A vandalism spree in North Vancouver has damaged transformers and resulted in power outages, oil spills, and in one case, a fire, BC Hydro says.

'If somebody is cutting into the side of these pieces of equipment, you're opening up Pandora's box'

A cut is visible on a pad-mounted transformer in North Vancouver. BC Hydro says it believes one person is behind the vandalism of four transformers since April. (BC Hydro)

A vandalism spree in North Vancouver has damaged transformers and resulted in power outages, oil spills, and in one case, a fire, BC Hydro says.

At least four pad-mounted transformers have been vandalized since April in the Mount Seymour and Parkgate areas, the utility company said Wednesday.

The green, ground-level transformers provide electricity to houses. They all had "deliberate" cuts made to them and one had holes drilled in it. 

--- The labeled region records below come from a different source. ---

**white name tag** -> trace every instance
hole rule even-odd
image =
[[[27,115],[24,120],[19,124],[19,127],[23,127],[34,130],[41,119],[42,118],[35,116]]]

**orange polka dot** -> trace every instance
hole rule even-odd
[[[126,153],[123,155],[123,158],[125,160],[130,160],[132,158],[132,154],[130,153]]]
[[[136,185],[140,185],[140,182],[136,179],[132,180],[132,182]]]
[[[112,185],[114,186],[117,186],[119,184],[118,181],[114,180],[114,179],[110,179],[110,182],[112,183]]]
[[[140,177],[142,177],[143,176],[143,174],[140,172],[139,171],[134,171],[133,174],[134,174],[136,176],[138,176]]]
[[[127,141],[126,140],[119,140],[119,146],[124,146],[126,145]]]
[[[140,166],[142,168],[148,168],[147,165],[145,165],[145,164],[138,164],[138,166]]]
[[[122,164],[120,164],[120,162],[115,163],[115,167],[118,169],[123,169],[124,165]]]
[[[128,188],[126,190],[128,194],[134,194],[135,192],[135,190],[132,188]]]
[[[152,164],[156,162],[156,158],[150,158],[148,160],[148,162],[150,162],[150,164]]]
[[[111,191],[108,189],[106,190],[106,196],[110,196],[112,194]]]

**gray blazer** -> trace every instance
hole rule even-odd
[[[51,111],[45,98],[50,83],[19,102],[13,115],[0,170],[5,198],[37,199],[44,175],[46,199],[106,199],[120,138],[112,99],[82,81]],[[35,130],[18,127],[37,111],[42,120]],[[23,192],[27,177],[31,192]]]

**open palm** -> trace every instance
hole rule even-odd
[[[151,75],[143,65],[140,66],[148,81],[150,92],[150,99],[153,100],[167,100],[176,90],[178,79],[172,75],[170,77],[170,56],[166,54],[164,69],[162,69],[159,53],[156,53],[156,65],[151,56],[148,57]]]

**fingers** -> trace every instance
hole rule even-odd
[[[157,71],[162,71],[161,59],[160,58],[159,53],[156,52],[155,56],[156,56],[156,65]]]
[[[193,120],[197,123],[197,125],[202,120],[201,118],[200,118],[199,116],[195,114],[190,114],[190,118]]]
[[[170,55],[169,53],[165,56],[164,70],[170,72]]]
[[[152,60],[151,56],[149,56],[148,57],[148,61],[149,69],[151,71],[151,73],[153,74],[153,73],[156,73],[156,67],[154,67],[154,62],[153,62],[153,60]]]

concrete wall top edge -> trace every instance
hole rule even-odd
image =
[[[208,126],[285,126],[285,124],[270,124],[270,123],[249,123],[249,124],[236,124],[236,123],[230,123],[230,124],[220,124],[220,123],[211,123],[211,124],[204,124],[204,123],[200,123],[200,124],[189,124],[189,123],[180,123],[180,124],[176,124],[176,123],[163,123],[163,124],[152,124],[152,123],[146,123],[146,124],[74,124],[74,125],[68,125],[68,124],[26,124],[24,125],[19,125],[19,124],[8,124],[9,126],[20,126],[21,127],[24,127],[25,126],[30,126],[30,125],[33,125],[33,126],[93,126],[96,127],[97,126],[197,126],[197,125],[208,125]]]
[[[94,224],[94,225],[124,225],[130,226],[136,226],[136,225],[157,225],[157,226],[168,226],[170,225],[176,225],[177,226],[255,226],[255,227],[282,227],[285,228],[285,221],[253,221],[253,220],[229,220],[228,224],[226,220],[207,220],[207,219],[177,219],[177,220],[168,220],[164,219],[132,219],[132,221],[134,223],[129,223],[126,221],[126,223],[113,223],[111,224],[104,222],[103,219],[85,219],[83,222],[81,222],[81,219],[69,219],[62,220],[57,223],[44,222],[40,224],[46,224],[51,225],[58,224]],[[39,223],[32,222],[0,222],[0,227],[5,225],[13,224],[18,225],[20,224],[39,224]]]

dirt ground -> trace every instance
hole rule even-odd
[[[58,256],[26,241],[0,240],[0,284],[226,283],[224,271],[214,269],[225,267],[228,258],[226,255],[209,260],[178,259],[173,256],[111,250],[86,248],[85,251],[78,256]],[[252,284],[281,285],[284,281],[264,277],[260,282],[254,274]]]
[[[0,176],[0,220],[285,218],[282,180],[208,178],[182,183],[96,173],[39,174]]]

Due to the proximity and similarity in each incident, one person is believed to be responsible for all of the damage — which is estimated at $150,000.

It's not known why someone would cut into the transformers, but BC Hydro says nothing was stolen from the boxes during the vandalism.

"If somebody is cutting into the side of these pieces of equipment, you're opening up Pandora's box," said Jonathan Knowles, public safety lead at BC Hydro.

"There are so many things that can go wrong. It's so dangerous. You could create a grass fire. It's just not a good situation."

Power outages, oil spills

All of the vandalized transformers are along the edge of the Northlands Golf Course. The damage happened on April 2 and 24, May 1 and July 2. Power outages from the incidents affected up to 185 customers. 

Cutting into a transformer is an incredibly dangerous thing to do, Knowles said.

The transformers have about 12,500 volts of electricity, he said. Turning on a light in your house, for example, uses just 125 volts of electricity. 

Aside from the risk of electrocution, cutting into the metal cover can release up to 1,000 litres of mineral oil that cools the equipment inside.

There are so many things that can go wrong. It's so dangerous. You could create a grass fire. It's just not a good situation.- Jonathan Knowles

If the oil leaks out, the equipment should shut down. If it doesn't, Knowles said it can overheat and explode or catch fire — which happened in one case.

Knowles said the RCMP are now looking into the incidents and BC Hydro is being "vigilant" with security. 

"It's completely beyond me why someone would commit such a dangerous act," Knowles said.

"It's a danger to them, a danger to the public."